Houston Chronicle

Earlydetec­tion of cancer could have saved friend’s life

- Www.dearabby.com Dear Abby P.O. Box 69440 Los Angeles, CA 90069 Universal Press Syndicate

Dear Abby:

A childhood friend of mine died from cervical cancer. “Katy” died because she didn’t go to her OB/GYN for annual Pap smears.

She was a beautiful, intelligen­t, talented wife and mother who was responsibl­e in every other way. Katy simply couldn’t face a pelvic exam because throughout her childhood she had been molested by her father. I know it’s true because her father molested me, too.

Katy’s doctor told her that had it been caught in the early stages, her cancer would have been curable. She hadn’t been to see her OB/GYN since her last child was born nine years before. Because of what her father did to her, she was unable to allow anyone other than her husband to touch her.

Abby, my friend suffered during the time between her diagnosis and her death. She fought to stay alive for her husband and children. But in the end, cancer took her, and her family will suffer for years to come.

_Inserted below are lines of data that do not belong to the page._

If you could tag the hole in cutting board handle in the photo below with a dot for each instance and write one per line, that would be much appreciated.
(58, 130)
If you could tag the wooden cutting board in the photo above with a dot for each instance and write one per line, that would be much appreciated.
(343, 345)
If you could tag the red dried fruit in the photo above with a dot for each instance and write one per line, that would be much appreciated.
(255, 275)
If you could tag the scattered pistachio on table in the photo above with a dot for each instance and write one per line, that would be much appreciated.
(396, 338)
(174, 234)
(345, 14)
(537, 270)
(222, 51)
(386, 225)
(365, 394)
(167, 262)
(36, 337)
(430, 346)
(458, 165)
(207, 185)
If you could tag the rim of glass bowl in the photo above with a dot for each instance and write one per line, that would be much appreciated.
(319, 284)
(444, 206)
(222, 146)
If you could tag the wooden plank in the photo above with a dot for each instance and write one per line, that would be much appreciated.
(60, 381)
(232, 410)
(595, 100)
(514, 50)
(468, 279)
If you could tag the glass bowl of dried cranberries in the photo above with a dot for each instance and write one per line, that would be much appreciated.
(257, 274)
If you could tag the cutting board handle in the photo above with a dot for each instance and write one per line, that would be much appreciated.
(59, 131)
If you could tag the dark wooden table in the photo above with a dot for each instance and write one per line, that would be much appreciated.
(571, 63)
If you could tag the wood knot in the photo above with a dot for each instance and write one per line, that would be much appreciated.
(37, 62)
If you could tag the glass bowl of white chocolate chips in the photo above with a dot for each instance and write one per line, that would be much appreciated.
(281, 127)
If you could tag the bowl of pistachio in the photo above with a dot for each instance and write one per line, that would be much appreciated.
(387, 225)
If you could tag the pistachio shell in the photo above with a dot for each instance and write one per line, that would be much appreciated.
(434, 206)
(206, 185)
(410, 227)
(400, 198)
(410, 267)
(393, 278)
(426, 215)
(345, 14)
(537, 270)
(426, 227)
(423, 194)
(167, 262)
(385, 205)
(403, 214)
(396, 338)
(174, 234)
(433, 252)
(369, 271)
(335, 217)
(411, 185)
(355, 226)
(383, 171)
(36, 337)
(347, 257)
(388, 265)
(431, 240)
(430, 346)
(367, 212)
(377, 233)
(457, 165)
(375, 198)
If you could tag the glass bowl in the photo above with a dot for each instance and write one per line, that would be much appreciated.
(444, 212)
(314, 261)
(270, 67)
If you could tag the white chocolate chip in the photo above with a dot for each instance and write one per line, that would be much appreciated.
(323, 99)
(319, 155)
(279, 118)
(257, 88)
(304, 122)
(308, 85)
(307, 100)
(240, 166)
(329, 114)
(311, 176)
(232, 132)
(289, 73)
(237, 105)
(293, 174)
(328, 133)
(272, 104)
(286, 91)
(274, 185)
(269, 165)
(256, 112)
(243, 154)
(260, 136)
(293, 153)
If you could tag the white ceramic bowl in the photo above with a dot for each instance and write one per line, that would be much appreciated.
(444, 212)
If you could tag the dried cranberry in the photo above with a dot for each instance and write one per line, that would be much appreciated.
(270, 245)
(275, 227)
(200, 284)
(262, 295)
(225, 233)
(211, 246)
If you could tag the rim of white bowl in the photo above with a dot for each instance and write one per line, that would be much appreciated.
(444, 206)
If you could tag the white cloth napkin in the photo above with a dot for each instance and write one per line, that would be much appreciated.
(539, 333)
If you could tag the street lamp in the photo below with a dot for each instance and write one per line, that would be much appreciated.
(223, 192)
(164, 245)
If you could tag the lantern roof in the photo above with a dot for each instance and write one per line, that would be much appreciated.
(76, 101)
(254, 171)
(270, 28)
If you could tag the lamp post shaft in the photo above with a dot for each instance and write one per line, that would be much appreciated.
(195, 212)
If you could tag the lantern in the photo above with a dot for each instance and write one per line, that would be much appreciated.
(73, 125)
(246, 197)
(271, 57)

Please remind every woman and sexually active teenage girl about the importance of a yearly exam. Those who feel they can’t deal with the exams should force themselves to talk to their OB/GYN. Otherwise, the sexual predators win again.

Sick of Molesters

Dear Sick of Molesters:

Please accept my deepest sympathy. She won’t have died in vain if women of every age heed your message about the importance of regular pelvic examinatio­ns, which should start as soon as a girl becomes sexually active. Dear Abby: I have been married to “Henry” for 25 years, and he refuses to call me by name. He doesn’t call me anything — certainly no terms of endearment. He just calls out or starts talking.

I have mentioned to Henry many times how deeply hurt and resentful it makes me feel. He admits it’s a problem but refuses to get help because “he doesn’t believe in counseling.” Can you give me an insight on how to cope with this?

Nameless in South New Jersey

Dear Nameless:

What Henry has been doing is called “passive aggression.” It’s a pattern of behavior that can occur in a variety of contexts. In your case, it’s consistent­ly failing to do something he knows would please you, the absence of which he is fully aware is hurtful. He refuses counseling because he knows a counselor will call him on it.

This does not, however, mean that you shouldn’t have some counseling. Once you have recognized Henry’s behavior for what it is, you must then ask yourself why you have tolerated it, whether there are other things wrong in your marriage and if this is how you want to live your life.